Are YOU repellent? Yes? Then use Toujours Gai; it keeps the mosquitoes away. Remember, rub it in your delicate skin each evening as the sun goes down. Thank YOU.

This is a typical "commercial" on the Mosquito Network, a South Pacific branch of the Armed Forces Radio Service. U.S. Army doctors hope that the plug for Toujours Gai will lead G.I.s to use' their insect repellent, which not only smells bad but is also considered sissified by many fighting men.

The Mosquito Network consists of just five* of AFRS's 100 stations and 200 public-address systems now established, from Greenland to China. But its tiny 50-watt voices are very welcome in a lonely area where short-and medium-wave reception is uncertain.

Ants in the Plant. Mosquito's first transmitter (Noumea) opened up last February. Built and operated by Major Purnell Gould, peacetime manager of Baltimore's Station WFBR, and his staff of former commercial radiomen, the network at first had tough going. "Juice ants" fancied the insulation around the transmitter wiring and ate it, causing short circuits; microphones had to be blown out twice a day with bellows because fungus sprouted from them. AFRS's biggest single problem was getting receiving sets for its soldier audience. Furthermore, ordinary radio sets were good for only about four months' service before they succumbed to the tropics.

The receiving-set supply problem has finally been licked. A compact plastic-sprayed set (all-wave, with considerable range) is so resistant to tropic damp that it can even be submerged under water for hours without damage. Other difficulties have been met with diesel powder, well-equipped studios, etc.
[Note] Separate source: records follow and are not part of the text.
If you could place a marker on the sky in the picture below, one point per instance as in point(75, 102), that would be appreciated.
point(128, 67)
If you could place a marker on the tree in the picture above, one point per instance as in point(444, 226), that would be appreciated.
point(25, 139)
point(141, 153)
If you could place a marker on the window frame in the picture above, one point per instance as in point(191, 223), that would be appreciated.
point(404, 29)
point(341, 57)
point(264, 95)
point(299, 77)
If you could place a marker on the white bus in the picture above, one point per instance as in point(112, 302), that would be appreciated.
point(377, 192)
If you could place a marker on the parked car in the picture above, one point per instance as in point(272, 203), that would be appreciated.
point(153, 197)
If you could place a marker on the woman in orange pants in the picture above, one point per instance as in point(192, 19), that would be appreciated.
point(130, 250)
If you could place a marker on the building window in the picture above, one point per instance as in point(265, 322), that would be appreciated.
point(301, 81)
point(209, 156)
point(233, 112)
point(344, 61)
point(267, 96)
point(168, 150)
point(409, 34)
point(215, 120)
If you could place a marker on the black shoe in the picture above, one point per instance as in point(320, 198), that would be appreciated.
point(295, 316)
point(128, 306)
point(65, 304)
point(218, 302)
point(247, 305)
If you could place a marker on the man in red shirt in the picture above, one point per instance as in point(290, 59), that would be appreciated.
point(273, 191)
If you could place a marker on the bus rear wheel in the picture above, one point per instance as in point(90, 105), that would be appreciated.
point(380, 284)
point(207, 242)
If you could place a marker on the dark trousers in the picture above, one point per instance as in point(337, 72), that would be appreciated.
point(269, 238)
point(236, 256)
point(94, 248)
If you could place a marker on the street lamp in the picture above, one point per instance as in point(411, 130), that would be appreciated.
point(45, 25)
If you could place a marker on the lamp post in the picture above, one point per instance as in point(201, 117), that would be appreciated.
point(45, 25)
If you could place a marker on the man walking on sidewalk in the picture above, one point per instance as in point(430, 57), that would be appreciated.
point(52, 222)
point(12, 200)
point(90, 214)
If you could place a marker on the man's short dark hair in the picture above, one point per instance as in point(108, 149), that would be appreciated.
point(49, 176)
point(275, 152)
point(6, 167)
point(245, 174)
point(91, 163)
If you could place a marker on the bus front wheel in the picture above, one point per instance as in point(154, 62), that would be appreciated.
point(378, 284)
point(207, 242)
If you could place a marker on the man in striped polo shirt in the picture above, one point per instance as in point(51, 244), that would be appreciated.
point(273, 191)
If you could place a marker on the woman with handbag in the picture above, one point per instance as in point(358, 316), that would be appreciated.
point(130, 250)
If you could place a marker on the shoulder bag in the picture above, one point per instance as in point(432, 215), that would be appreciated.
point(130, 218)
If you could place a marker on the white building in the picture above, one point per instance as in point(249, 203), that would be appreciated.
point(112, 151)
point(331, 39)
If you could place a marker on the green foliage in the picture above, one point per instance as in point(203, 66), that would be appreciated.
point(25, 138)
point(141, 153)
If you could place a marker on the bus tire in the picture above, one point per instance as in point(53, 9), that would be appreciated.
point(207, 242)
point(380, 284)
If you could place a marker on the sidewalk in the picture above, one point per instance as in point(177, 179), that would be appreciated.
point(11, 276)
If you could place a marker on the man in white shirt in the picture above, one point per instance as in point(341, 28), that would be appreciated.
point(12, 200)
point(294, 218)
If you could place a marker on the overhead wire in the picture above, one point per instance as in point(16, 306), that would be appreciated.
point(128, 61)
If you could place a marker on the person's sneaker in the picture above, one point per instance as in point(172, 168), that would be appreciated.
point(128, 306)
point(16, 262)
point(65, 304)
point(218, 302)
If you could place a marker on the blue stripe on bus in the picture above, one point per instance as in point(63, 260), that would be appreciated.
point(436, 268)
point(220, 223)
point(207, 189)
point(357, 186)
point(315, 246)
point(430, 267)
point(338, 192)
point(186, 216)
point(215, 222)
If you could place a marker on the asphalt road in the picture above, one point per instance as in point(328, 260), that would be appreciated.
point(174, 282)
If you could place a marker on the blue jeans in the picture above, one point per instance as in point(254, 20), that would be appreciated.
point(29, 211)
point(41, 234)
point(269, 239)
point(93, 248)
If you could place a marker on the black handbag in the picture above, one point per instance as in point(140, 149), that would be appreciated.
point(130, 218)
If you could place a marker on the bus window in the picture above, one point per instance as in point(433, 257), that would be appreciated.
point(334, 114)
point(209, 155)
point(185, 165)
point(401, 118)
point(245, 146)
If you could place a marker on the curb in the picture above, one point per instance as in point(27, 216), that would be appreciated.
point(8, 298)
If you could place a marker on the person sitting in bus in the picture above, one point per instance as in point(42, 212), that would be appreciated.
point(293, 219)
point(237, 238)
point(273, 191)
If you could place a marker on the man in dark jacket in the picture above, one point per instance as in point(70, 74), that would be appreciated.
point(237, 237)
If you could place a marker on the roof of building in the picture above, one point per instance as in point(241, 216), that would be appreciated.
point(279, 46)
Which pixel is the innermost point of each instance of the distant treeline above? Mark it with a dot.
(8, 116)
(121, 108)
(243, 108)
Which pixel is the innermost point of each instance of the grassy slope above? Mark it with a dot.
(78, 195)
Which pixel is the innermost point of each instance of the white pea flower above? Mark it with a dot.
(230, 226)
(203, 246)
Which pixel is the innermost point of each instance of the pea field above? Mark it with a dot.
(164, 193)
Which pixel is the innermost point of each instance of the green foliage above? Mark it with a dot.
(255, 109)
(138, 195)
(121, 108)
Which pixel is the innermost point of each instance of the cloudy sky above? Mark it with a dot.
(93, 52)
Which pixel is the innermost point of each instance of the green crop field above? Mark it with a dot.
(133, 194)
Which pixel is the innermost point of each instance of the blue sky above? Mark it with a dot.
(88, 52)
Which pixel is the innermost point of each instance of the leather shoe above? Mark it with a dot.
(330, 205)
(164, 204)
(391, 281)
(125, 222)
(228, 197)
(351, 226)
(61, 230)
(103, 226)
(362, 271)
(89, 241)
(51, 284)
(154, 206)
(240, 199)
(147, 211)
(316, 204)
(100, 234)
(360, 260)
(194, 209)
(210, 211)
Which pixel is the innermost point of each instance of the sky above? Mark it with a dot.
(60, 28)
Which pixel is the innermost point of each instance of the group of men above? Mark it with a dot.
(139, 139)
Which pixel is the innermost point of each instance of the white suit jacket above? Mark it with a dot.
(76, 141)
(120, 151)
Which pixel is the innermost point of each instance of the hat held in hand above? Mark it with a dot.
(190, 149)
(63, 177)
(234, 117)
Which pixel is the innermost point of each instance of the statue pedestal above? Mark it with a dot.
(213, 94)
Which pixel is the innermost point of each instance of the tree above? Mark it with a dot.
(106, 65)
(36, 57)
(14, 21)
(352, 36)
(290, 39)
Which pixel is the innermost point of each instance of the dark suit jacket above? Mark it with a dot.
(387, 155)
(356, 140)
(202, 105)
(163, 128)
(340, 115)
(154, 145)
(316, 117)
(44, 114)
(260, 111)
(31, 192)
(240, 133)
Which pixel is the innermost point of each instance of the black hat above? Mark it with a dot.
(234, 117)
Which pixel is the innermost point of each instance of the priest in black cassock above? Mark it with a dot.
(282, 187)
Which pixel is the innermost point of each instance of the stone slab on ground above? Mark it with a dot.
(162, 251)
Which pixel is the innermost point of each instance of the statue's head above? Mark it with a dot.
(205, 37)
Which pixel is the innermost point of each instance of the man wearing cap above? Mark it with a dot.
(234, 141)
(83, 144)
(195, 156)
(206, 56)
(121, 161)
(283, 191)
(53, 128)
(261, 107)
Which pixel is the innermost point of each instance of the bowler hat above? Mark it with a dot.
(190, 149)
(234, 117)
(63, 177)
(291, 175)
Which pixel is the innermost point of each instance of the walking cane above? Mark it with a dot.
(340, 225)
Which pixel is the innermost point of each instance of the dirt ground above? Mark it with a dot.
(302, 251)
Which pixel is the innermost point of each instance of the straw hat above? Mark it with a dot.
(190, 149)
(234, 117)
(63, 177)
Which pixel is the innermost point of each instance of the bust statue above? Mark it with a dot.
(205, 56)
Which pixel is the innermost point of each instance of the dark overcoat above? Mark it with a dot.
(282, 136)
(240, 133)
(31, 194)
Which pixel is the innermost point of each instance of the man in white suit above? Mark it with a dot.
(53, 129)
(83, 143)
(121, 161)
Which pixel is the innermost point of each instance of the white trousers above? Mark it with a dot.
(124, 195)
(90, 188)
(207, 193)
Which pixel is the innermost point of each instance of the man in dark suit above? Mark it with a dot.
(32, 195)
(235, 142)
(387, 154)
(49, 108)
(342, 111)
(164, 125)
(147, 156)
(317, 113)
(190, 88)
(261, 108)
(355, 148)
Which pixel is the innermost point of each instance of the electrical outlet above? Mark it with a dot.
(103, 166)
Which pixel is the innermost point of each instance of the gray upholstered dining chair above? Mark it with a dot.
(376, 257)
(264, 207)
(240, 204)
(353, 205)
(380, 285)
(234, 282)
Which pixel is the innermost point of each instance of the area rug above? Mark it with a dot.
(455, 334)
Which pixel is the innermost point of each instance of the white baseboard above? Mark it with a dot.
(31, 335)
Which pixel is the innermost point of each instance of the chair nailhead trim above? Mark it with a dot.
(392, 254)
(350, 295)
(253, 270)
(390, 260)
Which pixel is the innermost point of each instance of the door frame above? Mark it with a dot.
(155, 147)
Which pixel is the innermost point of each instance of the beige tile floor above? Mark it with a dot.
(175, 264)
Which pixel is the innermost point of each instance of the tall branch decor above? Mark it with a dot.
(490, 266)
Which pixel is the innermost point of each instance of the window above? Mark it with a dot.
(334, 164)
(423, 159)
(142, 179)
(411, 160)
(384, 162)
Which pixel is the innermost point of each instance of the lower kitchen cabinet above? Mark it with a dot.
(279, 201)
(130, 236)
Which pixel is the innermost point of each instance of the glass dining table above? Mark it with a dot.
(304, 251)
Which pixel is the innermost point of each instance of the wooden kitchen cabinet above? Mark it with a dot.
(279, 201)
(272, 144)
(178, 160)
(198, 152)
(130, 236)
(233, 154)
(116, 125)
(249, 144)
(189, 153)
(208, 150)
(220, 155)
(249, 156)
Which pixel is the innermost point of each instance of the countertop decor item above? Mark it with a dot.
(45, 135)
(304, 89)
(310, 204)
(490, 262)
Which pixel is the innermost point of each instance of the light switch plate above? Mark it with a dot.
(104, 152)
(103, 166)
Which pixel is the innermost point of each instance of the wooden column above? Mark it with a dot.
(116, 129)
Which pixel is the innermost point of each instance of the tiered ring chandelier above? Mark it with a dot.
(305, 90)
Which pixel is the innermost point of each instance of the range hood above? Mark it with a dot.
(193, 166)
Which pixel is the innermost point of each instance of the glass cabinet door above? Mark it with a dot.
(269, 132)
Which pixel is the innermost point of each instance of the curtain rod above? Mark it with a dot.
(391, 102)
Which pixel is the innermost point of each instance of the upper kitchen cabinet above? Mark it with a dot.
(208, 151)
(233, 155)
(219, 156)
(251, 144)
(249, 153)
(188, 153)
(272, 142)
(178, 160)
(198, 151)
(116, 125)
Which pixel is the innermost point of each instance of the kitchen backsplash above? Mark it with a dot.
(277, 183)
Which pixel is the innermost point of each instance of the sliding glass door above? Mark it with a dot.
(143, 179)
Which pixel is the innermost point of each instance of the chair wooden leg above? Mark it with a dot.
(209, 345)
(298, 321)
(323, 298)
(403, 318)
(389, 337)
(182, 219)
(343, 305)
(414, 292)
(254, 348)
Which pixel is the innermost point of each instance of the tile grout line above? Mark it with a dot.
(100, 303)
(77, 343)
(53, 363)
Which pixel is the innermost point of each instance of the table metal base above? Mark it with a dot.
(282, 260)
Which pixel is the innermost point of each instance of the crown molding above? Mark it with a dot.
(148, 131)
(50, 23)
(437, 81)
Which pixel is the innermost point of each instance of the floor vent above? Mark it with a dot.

Mosquito's weekly broadcasting includes 13 1/2 hours of U.S.-made AFRS transcriptions, 28 1/2 hours of decommercialized U.S. network shows--flown in from the States. The rest is local material, ranging from the reading of war correspondence in the area to burlesques such as McGoo's Booze Hour ("Next time you visit your PX take home a handy family-size container of McGoo's Old Man in the convenient 60-gallon drum").

Lie Back and Relax. What such programs can mean to G.I.s was suggested recently by an AFRSman who had helped set up the India network. Said he: "I don't care whether you're a highly educated technical officer or the most ignorant draftee. You're sitting in nowhere after a hard day and you have nothing to read but a couple of old magazines you've read ten times. It's raining solidly, so there aren't any movies. The Indian radio is full of Urdu and Hindustani and that monotonous music which drives Caucasians crazy. So you go out and get yourself a bottle and a woman. This may sound silly or sissy or something, but when you turn on your set and hear good old corny Jack Benny and stuff like that, well, you might, just might lie back on your cot and relax."

* Guadalcanal, Munda, Noumea, Bougainville, and one (unidentified) about to open.